This project explores unsupervised clustering of L2-written sentences based on syntactic and lexical complexity features.
The goal is to discover sentence-level writing patterns across proficiency levels using clustering and visualization techniques.
This work was developed as part of a personal NLP research portfolio to showcase data preprocessing, feature engineering, and unsupervised learning skills on real-world L2 language data.
The project builds on previous research into syntactic complexity in second language writing.
The pipeline includes:
- Data Cleaning & Sentence Splitting
- Feature Engineering
- Sentence length
- Type-Token Ratio (TTR)
- POS ratios (noun, verb, adjective)
- Syntactic depth (dependency distance)
- Feature Correlation Analysis
- Dimensionality Reduction
- PCA
- t-SNE (for visualization)
- Clustering
- KMeans clustering of sentence features
- Interpretation
- Example sentences + feature averages per cluster
All steps were implemented manually in Python without external linguistic toolkits (like TAASSC) to demonstrate full control over feature engineering.
This project uses all 5600 samples in Written Essays (WE) from the ICNALE corpus, a publicly available collection of English essays written by second language users.
Note:
The ICNALE dataset is not included in this repository due to licensing restrictions.
To reproduce the full pipeline, please request access and download the dataset from the official ICNALE website linked above.
Once obtained, place the dataset files in data/raw/
as described in data/raw/README.md
.
Two main visualizations were created:
-
The PCA plot shows the global structure of sentence complexity clusters across two principal components.

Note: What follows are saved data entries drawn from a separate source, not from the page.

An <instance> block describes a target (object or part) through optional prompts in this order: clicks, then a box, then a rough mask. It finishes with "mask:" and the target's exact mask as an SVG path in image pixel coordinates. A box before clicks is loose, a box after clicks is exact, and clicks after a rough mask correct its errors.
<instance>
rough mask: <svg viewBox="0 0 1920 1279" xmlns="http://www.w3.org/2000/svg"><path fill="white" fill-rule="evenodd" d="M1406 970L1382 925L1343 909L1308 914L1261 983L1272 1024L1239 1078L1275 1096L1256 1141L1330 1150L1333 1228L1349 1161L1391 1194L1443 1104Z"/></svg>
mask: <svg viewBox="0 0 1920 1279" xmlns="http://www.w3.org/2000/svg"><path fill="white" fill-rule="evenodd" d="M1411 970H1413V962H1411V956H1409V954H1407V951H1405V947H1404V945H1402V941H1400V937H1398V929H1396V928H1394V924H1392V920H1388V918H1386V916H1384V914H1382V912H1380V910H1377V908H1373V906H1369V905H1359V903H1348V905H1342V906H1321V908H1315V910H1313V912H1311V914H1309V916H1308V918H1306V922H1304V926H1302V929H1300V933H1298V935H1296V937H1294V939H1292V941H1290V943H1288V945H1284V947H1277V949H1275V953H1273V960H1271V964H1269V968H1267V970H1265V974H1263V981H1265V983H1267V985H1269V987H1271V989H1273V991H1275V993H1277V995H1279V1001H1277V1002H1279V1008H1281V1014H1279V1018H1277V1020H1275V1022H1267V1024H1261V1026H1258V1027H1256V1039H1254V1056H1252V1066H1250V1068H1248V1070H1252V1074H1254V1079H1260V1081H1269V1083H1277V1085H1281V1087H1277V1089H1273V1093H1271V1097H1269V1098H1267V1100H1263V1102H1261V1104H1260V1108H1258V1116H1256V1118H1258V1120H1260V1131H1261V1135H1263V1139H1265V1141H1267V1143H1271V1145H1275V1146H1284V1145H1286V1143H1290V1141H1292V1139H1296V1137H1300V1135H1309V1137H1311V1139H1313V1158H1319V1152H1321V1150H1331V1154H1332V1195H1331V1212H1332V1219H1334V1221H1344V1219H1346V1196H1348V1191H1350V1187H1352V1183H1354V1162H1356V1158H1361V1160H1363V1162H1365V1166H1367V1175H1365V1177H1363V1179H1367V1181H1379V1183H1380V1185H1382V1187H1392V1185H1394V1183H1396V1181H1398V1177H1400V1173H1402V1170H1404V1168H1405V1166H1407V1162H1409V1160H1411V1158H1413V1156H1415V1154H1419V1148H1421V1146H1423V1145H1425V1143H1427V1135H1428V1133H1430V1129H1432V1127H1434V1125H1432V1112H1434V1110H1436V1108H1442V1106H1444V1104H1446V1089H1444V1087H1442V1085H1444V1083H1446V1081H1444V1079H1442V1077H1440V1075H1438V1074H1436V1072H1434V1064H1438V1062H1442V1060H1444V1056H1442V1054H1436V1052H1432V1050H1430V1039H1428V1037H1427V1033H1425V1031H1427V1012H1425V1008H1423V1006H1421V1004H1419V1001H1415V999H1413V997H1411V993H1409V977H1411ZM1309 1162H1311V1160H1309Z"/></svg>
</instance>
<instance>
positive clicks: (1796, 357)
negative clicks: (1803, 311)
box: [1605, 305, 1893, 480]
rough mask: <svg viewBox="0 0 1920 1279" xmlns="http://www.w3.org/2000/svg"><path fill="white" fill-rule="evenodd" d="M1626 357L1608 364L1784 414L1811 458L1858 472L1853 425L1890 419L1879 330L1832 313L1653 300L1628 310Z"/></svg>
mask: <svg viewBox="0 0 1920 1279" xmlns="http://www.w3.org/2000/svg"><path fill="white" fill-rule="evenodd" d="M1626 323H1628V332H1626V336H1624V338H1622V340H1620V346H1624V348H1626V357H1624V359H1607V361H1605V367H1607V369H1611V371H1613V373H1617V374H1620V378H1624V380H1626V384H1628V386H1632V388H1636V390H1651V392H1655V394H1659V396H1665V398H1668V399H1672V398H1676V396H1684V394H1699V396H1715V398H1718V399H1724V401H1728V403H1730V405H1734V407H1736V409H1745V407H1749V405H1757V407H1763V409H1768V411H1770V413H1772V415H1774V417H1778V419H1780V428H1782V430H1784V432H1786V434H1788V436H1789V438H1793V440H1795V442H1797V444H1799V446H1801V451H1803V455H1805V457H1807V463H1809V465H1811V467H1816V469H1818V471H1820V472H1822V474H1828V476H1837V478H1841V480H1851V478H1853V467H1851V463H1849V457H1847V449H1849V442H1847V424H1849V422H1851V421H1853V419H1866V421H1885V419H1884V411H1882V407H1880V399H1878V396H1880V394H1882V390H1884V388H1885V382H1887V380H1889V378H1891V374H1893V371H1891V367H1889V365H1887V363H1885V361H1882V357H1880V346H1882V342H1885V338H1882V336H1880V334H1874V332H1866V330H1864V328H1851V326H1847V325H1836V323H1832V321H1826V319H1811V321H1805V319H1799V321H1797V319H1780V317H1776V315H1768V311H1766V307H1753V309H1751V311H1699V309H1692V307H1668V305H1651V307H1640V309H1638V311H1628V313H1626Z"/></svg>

A large distinct yellow cluster (Cluster 4) represents sentences that differ greatly (likely longer or more complex sentences), while a dense purple core (Cluster 0) suggests short or simple sentence structures. -
The t-SNE plot focuses on local structure and reveals tighter, well-separated neighborhood clusters.
Distinct shapes and densities suggest subtle syntactic and lexical variation across learner sentence groups.
The clusters were interpreted using a two-step process combining qualitative review and quantitative feature analysis.
First, a sample of sentences from each cluster was reviewed. This provided initial qualitative impressions of the sentence types based on length, grammatical structure, and writing style. Example observations included short, awkward beginner sentences (e.g., "I agree this statement.") and very long, complex argumentative sentences with hedging and multi-clause structures.
Second, sentence-level linguistic features were analyzed numerically across clusters. Key features included sentence length (num_tokens), type-token ratio (ttr), and part-of-speech ratios (noun_ratio, verb_ratio, adj_ratio). These values provided objective evidence to refine and validate the initial hypotheses.
Both methods consistently revealed five distinct sentence types:
Cluster 0: Short, simple sentences with high verb density; typical of beginner writers.
Cluster 1: Medium-length factual statements with dense noun phrases; often used for general explanations.
Cluster 2: Longer opinion sentences mixing simple and compound structures; associated with transitional learners.
Cluster 3: Short sentences with high adjective use; descriptive or comparative structures.
Cluster 4: Very long, complex argumentative sentences; characteristic of advanced L2 writers attempting native-like syntax.
The agreement between qualitative and quantitative approaches strongly suggests that sentence complexity features can meaningfully group learner writing styles without prior labels. This validates the effectiveness of the feature design and unsupervised clustering approach.